Ваш Бог – филигранный хореограф, а кто вы в огромном балетном зале? Пуанты на стопах ваших мыслей и мечтаний? Так, вы, пыльные Пуанты, лишённые амбиций и фантазий, валяетесь и мнётесь на друг друге в картонной коробке у входа. Несчастные. Но самое занятное – я один из вас. И мой грандиозный танец, который я смог исполнить, знатно меня потрепал и сейчас, брошен обратно в коробку, я презираю вас, непорочные и лишённые опыта быть подошвой своей одержимости, не стертые об пол безучастного мира, только лишь униженные пылью, что сыпется с вас, эта, лишенная всяких поэтических оправданий, святая обыденность.
Но тщеславие, в котором меня часто упрекали, осуждали, пытались демонстративно закрывать глаза – вовсе не слабость, что приятно и принято ему вменять. Тщеславие – это мастурбация на людях, всего лишь. Сочувственно хлопаю по спине тех, нахмурившихся и скривившихся, которых раздражают тщеславные люди, ведь им всего лишь не нравится смотреть.
Амбициями я бы назвал все приятно-хлопковое, что защищает нас от солнечных лучей, когда мы выползаем за порог дома – в явь, полную проникающего света. Наша одежда защищает тело от тепловых ожогов, кислорода или любопытства чьих-то глаз, а амбиции – от волдырей предстоящего труда. В детстве, я, вообразив себя Наполеоном из плоти и крови, наряжался в самые пёстрые наряды перед зеркалом, стремглав соображая, как же изменится мир с моим появлением. Да, сейчас я всего лишь амбициозный мальчуган, в состоянии сносно сварить себе кофе и яйцо вкрутую, но это временная превратность, и завтра, завтра! Завтра – я завоеватель, а яйца и кофе варить мне примутся те, кто к вечеру окажутся завоеванными.

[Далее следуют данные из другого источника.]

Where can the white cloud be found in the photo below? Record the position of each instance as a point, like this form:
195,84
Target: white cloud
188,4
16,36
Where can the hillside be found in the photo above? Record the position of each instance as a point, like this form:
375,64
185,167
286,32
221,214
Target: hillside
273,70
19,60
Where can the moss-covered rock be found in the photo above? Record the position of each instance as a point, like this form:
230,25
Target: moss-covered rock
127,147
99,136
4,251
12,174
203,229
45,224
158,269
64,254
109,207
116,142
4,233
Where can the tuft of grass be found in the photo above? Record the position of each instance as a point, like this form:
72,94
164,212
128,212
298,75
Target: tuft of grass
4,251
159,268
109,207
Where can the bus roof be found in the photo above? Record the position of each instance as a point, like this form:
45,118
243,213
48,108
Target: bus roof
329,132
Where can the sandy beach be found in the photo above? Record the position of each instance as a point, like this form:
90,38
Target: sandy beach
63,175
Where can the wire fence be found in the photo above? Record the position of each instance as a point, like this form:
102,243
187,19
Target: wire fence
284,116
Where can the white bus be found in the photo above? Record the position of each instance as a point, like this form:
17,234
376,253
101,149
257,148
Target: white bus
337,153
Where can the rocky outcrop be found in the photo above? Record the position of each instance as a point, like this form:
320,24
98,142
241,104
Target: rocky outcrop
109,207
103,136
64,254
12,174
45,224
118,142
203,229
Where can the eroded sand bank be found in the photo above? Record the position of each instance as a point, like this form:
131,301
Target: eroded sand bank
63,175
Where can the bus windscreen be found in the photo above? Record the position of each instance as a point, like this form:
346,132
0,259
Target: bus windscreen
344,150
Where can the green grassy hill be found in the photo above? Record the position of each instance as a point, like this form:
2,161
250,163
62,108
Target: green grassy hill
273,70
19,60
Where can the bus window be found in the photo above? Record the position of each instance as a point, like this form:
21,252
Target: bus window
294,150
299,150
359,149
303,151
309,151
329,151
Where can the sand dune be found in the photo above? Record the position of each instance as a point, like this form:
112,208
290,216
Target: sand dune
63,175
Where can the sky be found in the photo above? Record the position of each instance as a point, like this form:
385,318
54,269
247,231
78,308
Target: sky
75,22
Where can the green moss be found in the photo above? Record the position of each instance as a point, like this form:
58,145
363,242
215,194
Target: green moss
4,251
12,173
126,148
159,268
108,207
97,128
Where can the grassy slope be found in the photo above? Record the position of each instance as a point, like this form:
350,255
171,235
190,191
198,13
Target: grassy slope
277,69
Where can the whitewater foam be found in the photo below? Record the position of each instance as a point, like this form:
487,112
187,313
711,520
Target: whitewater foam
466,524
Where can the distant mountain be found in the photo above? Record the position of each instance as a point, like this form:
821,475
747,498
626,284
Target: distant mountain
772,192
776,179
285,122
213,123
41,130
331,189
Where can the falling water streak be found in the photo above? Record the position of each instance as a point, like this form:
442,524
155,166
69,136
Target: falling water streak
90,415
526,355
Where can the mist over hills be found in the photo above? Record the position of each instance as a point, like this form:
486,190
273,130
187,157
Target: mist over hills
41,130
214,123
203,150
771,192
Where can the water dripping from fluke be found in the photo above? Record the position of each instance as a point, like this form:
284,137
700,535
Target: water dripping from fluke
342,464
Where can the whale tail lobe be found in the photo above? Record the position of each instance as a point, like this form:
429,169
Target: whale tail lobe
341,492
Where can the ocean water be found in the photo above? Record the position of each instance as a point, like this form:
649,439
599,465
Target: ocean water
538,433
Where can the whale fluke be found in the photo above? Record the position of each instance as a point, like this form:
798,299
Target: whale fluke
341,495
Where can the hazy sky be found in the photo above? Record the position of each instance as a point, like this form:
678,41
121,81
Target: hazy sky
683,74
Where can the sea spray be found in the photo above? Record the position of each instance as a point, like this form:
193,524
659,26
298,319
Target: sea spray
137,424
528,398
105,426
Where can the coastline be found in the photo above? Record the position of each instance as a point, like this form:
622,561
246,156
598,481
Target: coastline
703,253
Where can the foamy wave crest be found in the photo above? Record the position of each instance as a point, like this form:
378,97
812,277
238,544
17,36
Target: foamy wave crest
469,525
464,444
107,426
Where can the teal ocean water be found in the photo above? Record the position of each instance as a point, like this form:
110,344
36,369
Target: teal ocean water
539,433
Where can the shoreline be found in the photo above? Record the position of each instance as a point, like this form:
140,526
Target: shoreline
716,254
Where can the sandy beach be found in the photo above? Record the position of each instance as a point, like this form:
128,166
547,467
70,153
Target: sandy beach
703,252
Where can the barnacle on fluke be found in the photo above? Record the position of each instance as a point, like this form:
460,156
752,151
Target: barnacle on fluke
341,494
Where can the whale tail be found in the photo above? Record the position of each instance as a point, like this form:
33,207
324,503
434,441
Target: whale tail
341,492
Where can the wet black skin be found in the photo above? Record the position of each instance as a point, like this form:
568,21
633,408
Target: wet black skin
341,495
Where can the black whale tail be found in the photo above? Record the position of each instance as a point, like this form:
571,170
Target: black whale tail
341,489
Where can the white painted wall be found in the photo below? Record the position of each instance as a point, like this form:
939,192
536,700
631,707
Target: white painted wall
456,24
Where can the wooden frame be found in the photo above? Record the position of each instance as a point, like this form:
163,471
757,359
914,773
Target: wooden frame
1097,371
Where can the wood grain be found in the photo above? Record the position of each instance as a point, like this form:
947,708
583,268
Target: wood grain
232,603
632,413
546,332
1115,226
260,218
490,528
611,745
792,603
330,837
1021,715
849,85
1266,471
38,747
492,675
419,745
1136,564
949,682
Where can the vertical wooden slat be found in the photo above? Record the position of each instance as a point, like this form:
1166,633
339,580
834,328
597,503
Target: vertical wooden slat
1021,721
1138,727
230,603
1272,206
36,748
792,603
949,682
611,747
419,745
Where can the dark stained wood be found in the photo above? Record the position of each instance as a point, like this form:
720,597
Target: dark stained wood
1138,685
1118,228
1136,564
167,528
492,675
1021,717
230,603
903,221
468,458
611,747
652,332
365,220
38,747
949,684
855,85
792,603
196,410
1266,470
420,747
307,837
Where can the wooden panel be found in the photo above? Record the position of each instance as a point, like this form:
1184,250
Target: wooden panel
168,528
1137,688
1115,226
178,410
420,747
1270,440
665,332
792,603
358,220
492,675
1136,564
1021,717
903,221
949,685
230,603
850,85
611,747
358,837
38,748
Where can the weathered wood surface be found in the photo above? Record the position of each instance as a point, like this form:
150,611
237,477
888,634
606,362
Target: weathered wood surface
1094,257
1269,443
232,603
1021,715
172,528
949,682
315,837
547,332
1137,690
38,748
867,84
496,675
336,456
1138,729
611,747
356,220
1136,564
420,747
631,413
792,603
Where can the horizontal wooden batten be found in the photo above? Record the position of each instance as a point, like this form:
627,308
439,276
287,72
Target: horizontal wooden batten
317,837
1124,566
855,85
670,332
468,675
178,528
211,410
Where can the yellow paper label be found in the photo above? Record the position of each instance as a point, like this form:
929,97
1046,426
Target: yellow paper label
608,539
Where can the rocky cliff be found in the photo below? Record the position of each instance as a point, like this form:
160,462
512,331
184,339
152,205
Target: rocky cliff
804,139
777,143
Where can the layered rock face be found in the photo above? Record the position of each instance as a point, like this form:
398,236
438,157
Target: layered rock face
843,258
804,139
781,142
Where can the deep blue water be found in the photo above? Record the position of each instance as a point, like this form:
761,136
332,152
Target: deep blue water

Что вы можете сказать о террариуме воспитания? Могу сказать совершенно точно: чем жёстче его условия, тем острее наше желание скорее выползти из него, тем громадней и болезненней жажда завоевать мир, который будто провоцирует через стеклянную толщу террариума. Если вы спросите любого подвернувшегося вам «завоевателя» о его «счастливом детстве», готовьтесь услышать о терроре, террариуме, и акулах.